In 2026, the debate over artificial intelligence in the workplace often centers on anxiety, job security and hypothetical risks. Yet for millions of frontline and seasonal workers, the more immediate problem is not automation – it’s time. Specifically, the days or weeks that can pass between being offered a job and getting paid for the first time.
That gap, rarely addressed in broader economic coverage, has become a critical pressure point as organizations face slow hiring cycles, rising compliance demands and persistent labor shortages. Early labor-market indicators show that overall hiring remains uneven, but roles involving AI skills continue to grow rapidly as employers prioritize workers who can navigate human-machine collaboration, according to an analysis of global job postings by PwC.
At the same time, workers are already using AI in meaningful ways. A recent survey found that 77% of U.S. employees say AI tools help them do their jobs better, though many remain uneasy about how these systems influence hiring, evaluation and advancement .Research from Gallup shows weekly and daily workplace AI use continuing to rise, while highlighting uneven training and a significant trust gap between executives and employees A separate analysis found that most people using AI at work receive little or no training, even as leadership overestimates the tools’ productivity impact.
Against this backdrop, “agentic AI”, which are systems that can take autonomous actions within guardrails, is emerging as one of the most closely watched technologies in HR and workforce operations. Deloitte identified agentic AI as a defining enterprise trend for 2026, noting that organizations are beginning to adopt digital agents capable of coordinating multi-step workflows, validating data and monitoring compliance across distributed systems
Those trends converge most sharply in frontline and seasonal work, where hiring is high-volume, compliance is fragmented and administrative delays directly impact household income.
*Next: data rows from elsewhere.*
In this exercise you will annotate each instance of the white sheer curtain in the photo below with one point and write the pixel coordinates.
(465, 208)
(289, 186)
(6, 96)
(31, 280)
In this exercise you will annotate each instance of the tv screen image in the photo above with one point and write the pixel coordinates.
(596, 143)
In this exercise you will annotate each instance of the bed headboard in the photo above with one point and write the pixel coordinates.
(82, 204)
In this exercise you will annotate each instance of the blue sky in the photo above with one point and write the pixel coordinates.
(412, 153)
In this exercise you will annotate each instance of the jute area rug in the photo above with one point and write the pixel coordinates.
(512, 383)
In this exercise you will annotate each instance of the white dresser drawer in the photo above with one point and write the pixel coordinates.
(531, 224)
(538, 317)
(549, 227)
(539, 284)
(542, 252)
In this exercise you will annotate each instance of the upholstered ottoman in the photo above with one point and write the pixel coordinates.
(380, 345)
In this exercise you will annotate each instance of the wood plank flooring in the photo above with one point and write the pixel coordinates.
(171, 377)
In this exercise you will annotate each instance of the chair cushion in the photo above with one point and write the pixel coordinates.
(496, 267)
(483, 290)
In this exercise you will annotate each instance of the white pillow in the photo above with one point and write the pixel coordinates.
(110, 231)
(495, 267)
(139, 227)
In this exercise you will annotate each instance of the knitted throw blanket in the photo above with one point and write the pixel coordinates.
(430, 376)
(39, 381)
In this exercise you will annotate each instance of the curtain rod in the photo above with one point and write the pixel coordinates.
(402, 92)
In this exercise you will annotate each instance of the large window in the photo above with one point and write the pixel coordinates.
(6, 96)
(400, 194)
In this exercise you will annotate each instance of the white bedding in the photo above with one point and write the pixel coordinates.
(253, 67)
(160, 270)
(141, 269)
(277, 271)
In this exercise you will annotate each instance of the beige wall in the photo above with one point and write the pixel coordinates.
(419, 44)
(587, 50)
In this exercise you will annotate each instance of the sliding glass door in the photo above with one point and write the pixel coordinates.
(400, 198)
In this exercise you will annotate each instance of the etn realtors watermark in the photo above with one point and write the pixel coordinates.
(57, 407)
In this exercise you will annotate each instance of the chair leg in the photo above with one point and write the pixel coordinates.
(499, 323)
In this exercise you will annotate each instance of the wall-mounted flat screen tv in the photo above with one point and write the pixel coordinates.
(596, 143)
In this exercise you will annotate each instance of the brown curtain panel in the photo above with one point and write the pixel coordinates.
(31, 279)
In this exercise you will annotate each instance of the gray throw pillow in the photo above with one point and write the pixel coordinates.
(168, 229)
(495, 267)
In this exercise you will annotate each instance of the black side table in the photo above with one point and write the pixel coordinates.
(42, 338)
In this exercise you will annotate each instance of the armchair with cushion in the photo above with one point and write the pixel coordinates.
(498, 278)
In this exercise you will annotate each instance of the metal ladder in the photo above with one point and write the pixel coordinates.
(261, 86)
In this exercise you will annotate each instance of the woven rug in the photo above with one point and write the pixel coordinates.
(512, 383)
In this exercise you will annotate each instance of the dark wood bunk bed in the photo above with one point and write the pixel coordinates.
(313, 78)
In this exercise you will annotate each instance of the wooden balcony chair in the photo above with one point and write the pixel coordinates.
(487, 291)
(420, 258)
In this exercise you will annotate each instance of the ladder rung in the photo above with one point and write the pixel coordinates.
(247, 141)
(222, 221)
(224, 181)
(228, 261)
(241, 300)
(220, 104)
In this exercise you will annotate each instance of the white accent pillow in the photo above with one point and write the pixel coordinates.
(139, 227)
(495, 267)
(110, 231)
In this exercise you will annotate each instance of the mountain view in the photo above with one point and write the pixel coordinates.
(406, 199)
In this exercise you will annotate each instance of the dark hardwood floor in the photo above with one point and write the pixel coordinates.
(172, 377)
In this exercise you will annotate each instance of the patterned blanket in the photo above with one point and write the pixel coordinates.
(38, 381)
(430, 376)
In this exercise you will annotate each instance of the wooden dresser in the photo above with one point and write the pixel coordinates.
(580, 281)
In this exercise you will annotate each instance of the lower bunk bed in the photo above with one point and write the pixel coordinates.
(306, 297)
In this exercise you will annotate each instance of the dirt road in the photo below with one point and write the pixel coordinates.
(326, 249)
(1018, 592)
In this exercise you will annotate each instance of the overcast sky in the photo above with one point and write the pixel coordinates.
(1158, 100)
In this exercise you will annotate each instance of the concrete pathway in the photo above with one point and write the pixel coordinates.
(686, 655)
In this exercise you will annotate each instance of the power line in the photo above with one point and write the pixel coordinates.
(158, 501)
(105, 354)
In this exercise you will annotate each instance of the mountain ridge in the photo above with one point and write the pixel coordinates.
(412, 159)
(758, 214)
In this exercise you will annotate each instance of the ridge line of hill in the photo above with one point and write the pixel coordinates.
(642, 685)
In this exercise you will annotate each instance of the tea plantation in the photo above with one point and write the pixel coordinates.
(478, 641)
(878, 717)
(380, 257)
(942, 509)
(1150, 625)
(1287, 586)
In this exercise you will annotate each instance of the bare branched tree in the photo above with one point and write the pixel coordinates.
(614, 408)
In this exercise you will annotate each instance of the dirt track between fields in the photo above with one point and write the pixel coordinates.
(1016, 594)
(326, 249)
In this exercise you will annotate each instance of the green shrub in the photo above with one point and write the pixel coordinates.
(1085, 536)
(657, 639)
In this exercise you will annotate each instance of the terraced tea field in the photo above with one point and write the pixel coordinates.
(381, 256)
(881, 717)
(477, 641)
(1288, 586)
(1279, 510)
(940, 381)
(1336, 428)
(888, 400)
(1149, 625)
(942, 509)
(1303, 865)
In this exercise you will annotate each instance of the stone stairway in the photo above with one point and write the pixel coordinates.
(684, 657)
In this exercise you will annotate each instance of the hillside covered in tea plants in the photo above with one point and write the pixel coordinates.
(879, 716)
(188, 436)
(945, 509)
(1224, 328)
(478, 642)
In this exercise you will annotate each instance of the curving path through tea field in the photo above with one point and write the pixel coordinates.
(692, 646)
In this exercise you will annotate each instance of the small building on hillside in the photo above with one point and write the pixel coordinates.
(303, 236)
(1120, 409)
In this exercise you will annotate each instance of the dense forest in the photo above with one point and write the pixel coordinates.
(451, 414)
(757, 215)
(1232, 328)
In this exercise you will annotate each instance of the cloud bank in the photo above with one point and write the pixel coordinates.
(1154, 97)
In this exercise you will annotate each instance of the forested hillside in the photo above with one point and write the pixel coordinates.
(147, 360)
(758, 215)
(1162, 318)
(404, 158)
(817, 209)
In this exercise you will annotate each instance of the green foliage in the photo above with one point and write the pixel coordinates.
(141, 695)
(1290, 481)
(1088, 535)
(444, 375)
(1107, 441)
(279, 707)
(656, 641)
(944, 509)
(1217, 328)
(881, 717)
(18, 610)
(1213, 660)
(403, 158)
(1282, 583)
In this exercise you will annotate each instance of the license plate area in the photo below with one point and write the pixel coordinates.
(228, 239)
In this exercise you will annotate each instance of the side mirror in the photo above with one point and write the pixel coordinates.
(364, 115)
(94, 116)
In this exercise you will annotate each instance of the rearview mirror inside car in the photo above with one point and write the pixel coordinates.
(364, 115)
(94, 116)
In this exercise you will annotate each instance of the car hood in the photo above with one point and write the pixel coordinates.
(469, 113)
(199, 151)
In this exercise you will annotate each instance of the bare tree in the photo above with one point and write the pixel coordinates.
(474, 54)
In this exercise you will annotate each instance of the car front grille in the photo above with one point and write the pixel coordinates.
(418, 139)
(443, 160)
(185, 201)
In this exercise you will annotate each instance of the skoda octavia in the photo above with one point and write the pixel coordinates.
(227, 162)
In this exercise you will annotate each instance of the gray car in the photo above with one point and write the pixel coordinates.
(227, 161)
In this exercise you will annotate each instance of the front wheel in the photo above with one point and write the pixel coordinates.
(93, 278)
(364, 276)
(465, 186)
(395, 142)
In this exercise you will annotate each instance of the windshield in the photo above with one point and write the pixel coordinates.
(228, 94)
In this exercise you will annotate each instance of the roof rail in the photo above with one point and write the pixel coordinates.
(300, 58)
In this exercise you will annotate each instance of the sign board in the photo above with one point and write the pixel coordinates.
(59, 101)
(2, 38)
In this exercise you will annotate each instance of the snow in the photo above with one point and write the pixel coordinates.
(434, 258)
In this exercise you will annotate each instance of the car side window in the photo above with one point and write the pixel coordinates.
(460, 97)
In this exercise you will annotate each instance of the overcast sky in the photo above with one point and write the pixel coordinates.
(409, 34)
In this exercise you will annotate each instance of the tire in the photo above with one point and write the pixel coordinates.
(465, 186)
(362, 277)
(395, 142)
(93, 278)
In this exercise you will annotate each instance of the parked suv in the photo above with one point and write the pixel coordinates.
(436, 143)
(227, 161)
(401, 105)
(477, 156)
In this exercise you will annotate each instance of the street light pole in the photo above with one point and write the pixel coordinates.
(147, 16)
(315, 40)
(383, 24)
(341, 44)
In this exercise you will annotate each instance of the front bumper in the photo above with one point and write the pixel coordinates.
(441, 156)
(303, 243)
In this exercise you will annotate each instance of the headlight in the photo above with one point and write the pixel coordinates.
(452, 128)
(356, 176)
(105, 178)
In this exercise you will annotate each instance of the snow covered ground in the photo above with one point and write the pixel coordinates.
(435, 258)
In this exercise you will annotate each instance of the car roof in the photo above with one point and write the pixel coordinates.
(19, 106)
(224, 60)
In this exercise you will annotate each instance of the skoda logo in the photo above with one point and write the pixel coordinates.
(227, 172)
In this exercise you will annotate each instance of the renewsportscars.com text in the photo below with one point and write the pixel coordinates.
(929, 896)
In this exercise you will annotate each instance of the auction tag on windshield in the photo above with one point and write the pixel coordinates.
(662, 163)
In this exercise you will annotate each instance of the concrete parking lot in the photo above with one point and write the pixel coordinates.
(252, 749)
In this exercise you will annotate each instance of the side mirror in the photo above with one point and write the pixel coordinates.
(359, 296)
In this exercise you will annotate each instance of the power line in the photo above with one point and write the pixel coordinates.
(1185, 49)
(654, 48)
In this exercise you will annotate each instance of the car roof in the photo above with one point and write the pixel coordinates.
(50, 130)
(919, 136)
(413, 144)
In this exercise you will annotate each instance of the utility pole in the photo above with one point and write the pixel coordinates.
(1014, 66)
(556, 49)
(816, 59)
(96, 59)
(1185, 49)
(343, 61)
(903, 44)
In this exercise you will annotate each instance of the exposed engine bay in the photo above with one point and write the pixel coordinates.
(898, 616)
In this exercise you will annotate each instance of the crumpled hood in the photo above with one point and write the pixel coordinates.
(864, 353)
For these workers, many of whom live paycheck to paycheck, the distinction between “hired” and “earning” is not semantic; it is financial survival.
One company out of YC Combinator working at this intersection is FirstWork, a workforce-operations platform founded by Vardhan Kapoor and Shubham Choudhary. Both founders have backgrounds building large-scale, regulated systems: Kapoor previously led regional growth at Remitly and strategy at Deliveroo, while Choudhary held engineering leadership roles at Deel and contributed to global workforce infrastructure at Rippling.
FirstWork uses agentic AI to automate the steps that typically stall frontline hiring, like identity verification, license validation, form checking, compliance sequencing and system-to-system handoffs. In high-volume environments, those tasks often involve multiple platforms and jurisdictions, making manual coordination slow and error-prone.
Public case studies show measurable impact. A recent partnership announcement highlights that FirstWork’s automated workflows have cut time-to-hire by more than 80% while improving compliance accuracy “toward 100%” in shift based workforces. The company has also reported processing more than 2.2 million verification checks and reducing administrative hours significantly across frontline recruiting environments.
Analysts say these reductions matter because delays often result from small, preventable friction points. For instance like an expired credential, a missing signature, an unreviewed document or an untriggered workflow. Each bottleneck can prevent a worker from starting a shift, contributing to higher attrition and lost earnings. Kapoor has described situations where minor administrative errors can cost workers an entire week of income, underscoring how invisible workflow failures can shape economic outcomes.
For employers, especially in healthcare, logistics, retail and hospitality, the cost of delays scales quickly. Vacant shifts increase labor costs, force overtime and reduce operational reliability. While companies have invested heavily in applicant-tracking systems, analysts note that many tools were designed for corporate roles, not high-churn, compliance-sensitive frontline hiring.
FirstWork’s model reflects a broader shift in HR technology: moving from point solutions to operational systems that handle low-level tasks while preserving human oversight. Governance experts have emphasized that agentic AI in HR requires clear audit trails, escalation paths and human-defined controls, which are frameworks that early adopters, particularly in regulated industries, are beginning to implement
What distinguishes the current moment is less the novelty of AI and more the specificity of the problems being addressed. While AI-written résumés or interview chatbots make headlines, the more consequential gains may be happening in the infrastructure that determines how quickly workers can legally and safely begin earning.
As the workforce needs to shift and digital systems take on more operational load, the question for both HR and operations leaders is increasingly practical: which parts of hiring require judgment and which simply require speed, accuracy and reliable follow-through?
For frontline workers, the answer may soon be visible not in corporate strategy documents, but in the number of days between an offer and the first paycheck. And for companies deploying agentic systems responsibly, the path forward may lie not in replacing people, but in removing the friction that holds them back.